Much of the anger expressed in weeks of growing protests has been directed at Rajapaksa and his elder brother, Prime Minister Mahinda Rajapaksa, who head an influential clan that has been in power for most of the past two decades. Five other family members are lawmakers, three of whom resigned as Cabinet ministers two weeks ago.
Sri Lanka is on the brink of bankruptcy, with nearly $7 billion of its total $25 billion in foreign debt due for repayment this year. A severe shortage of foreign exchange means the country lacks money to buy imported goods.
Sri Lankans have endured months of shortages of essentials such as food, cooking gas, fuel and medicine, lining up for hours to buy the limited stocks available. Fuel prices have risen several times in recent months, resulting in sharp increases in transport costs and prices of other goods. There was another round of increases earlier this week.
The government has announced it is suspending repayment of foreign loans pending talks with the International Monetary Fund on a rescue plan.

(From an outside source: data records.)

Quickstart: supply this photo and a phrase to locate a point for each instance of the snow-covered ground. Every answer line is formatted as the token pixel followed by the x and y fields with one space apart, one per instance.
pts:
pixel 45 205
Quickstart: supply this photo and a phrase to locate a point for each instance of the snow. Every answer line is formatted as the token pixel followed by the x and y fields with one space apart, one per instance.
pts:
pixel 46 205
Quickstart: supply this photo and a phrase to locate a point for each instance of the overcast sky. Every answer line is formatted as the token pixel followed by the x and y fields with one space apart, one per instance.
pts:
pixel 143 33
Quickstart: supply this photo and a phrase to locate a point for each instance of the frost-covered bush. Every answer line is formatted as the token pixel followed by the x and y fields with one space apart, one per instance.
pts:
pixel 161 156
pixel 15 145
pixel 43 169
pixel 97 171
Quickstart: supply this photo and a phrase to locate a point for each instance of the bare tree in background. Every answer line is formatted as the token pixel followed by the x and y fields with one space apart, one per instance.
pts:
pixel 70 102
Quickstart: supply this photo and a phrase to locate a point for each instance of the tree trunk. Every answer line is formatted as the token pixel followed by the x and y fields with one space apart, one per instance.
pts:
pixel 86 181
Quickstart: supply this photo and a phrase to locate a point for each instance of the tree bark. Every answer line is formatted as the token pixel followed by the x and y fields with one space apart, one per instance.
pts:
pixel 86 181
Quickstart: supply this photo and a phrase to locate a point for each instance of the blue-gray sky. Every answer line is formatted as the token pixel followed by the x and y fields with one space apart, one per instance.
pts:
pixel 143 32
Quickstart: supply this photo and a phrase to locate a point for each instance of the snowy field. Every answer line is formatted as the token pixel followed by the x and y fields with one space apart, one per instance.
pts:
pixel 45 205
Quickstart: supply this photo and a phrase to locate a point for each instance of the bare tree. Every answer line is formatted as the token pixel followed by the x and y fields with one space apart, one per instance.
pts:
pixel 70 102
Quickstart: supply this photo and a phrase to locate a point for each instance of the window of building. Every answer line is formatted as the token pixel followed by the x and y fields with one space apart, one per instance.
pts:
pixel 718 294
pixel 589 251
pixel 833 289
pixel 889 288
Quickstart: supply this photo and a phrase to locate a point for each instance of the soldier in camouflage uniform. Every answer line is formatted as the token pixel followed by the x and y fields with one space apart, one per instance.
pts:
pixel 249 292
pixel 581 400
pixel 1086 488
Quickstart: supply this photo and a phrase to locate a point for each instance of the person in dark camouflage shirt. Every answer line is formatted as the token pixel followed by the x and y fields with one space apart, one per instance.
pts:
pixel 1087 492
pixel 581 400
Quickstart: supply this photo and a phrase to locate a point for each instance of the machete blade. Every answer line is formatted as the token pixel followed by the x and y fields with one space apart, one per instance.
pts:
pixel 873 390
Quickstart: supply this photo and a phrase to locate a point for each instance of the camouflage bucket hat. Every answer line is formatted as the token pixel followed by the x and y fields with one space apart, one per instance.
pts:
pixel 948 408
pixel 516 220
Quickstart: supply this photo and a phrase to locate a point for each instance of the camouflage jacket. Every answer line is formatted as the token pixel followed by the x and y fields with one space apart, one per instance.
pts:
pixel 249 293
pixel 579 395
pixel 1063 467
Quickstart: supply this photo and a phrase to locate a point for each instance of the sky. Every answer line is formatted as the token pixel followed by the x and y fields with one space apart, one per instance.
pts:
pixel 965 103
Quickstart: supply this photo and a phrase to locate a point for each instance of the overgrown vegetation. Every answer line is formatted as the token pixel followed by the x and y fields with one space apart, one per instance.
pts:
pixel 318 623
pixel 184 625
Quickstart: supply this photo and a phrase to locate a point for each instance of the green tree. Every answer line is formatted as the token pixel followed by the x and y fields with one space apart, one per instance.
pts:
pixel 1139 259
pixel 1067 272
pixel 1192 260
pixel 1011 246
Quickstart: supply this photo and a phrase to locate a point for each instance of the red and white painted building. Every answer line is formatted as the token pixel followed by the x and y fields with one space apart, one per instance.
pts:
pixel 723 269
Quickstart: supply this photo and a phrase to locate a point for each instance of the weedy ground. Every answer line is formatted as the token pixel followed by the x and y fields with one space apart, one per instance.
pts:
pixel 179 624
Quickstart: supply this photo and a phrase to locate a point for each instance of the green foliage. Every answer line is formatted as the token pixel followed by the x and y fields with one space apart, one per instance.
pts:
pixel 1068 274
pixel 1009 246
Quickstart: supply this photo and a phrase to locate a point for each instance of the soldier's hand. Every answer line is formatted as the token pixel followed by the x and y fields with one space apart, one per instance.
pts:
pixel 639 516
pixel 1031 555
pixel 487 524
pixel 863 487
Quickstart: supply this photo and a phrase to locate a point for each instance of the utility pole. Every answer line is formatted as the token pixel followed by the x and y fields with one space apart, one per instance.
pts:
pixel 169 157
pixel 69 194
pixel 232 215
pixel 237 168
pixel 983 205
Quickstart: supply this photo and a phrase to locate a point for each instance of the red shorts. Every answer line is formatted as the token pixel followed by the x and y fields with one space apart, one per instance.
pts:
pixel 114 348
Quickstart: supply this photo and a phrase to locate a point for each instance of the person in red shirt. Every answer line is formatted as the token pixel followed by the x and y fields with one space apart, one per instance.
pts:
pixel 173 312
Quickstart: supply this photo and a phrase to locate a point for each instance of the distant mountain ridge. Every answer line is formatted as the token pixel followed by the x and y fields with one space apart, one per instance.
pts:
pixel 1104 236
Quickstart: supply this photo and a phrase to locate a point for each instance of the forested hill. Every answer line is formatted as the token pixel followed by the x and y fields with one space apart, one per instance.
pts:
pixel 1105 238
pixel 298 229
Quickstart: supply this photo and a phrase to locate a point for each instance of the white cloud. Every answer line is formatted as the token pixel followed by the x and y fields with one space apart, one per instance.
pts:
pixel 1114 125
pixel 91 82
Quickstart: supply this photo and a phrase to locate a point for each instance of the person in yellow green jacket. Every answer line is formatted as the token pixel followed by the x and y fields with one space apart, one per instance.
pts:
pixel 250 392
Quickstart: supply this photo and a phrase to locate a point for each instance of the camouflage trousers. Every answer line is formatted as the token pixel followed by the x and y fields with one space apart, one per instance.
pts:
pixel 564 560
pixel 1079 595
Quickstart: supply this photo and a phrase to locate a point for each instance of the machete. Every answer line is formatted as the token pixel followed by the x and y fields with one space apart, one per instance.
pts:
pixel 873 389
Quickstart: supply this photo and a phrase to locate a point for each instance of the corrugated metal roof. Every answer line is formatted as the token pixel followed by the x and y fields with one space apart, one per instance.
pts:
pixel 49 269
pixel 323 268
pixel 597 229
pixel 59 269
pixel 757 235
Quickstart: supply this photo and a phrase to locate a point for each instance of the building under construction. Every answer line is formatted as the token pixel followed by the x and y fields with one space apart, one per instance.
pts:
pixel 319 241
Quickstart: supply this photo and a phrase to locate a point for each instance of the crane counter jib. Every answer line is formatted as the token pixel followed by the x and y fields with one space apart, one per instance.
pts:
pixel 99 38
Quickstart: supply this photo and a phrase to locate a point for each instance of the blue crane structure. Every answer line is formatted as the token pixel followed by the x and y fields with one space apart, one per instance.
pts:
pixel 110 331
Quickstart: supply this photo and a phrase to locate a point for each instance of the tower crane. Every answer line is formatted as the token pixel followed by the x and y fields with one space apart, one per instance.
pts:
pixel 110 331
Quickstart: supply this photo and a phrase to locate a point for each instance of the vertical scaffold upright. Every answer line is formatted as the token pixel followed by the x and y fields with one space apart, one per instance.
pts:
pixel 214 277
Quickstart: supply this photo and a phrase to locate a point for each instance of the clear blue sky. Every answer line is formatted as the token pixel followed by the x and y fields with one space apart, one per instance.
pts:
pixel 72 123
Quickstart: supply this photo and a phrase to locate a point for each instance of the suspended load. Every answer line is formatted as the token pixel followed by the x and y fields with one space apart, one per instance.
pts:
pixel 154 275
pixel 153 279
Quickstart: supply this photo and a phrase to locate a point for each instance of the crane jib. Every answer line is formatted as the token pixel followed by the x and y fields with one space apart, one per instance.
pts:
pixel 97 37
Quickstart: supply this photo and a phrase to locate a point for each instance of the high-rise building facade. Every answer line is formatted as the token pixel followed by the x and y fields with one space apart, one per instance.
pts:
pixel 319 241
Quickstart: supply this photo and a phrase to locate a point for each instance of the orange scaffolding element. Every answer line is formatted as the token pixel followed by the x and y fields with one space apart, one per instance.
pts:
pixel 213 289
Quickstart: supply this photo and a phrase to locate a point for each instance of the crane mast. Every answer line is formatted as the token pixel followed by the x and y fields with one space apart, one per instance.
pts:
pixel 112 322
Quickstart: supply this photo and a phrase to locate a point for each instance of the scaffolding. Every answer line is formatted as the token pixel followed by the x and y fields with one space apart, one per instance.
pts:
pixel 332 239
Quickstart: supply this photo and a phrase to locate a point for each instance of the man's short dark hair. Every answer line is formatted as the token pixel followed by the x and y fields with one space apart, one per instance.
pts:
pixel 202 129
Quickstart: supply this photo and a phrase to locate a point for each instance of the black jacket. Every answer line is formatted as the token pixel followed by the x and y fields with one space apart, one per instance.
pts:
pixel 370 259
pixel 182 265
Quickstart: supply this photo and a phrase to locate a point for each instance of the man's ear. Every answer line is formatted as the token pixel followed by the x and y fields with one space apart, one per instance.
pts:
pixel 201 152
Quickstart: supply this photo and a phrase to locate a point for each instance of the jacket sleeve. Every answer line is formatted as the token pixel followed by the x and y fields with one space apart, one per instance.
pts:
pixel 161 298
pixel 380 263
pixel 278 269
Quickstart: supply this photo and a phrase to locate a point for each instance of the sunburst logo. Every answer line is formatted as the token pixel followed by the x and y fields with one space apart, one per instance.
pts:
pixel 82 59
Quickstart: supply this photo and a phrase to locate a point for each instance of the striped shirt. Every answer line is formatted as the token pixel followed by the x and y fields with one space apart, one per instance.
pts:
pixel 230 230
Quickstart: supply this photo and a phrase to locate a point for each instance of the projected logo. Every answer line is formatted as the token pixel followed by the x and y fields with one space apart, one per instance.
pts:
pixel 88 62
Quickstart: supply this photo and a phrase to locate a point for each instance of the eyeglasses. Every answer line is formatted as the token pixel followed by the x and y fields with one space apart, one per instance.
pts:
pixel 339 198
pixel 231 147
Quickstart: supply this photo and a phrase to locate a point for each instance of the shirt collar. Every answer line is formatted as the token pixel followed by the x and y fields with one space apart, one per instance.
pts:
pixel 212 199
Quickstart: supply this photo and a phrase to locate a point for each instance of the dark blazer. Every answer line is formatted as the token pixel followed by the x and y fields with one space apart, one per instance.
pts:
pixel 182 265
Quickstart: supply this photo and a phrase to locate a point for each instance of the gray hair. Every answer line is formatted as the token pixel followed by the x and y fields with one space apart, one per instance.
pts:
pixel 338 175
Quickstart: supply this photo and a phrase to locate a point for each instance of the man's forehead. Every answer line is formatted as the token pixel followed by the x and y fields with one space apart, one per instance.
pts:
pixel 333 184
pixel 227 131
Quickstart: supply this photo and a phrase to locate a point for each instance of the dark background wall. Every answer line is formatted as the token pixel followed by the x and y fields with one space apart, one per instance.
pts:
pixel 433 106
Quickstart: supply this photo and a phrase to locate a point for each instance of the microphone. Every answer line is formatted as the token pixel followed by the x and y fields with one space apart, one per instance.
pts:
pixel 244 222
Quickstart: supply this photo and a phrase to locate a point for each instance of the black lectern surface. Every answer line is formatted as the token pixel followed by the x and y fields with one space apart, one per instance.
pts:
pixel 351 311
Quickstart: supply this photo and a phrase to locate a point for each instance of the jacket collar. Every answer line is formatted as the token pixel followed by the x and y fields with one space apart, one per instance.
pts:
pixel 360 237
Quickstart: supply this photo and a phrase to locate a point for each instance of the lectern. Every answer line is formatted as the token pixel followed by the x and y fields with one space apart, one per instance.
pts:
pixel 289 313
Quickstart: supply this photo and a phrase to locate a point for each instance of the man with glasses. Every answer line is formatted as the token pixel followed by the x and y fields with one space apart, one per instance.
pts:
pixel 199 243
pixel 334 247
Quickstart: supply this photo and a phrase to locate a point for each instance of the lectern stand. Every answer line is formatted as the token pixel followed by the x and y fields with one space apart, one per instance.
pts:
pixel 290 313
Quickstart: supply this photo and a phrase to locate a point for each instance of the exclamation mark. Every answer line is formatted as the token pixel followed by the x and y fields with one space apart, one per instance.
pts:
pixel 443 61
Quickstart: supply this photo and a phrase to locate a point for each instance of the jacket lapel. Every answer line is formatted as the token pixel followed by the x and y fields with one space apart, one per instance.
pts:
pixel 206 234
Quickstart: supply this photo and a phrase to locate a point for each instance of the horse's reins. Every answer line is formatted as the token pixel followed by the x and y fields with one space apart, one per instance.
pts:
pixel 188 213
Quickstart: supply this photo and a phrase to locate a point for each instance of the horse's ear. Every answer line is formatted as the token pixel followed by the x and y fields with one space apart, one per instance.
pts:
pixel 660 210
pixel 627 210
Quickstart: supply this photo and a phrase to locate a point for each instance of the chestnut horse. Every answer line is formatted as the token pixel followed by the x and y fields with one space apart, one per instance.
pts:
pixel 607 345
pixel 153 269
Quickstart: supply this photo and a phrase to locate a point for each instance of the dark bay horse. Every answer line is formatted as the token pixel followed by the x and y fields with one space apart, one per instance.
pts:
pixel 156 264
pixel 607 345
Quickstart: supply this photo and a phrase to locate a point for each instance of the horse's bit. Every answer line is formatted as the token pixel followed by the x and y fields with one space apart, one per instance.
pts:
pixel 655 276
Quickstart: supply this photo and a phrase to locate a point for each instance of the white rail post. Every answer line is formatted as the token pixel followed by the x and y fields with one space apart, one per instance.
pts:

China has pledged about $31 million in emergency aid, including 5,000 tons of rice, medicine and raw materials, Sri Lanka's Foreign Ministry said Thursday.
The ministry announced the aid after Foreign Minister Gamini Peiris met with Chinese Ambassador to Sri Lanka Qi Zhenhong. Qi earlier said China is mulling a request for $2.5 billion in economic assistance including a credit line to buy essentials and a loan.
The debt crisis is partly blamed on projects built with Chinese loans that have not made money.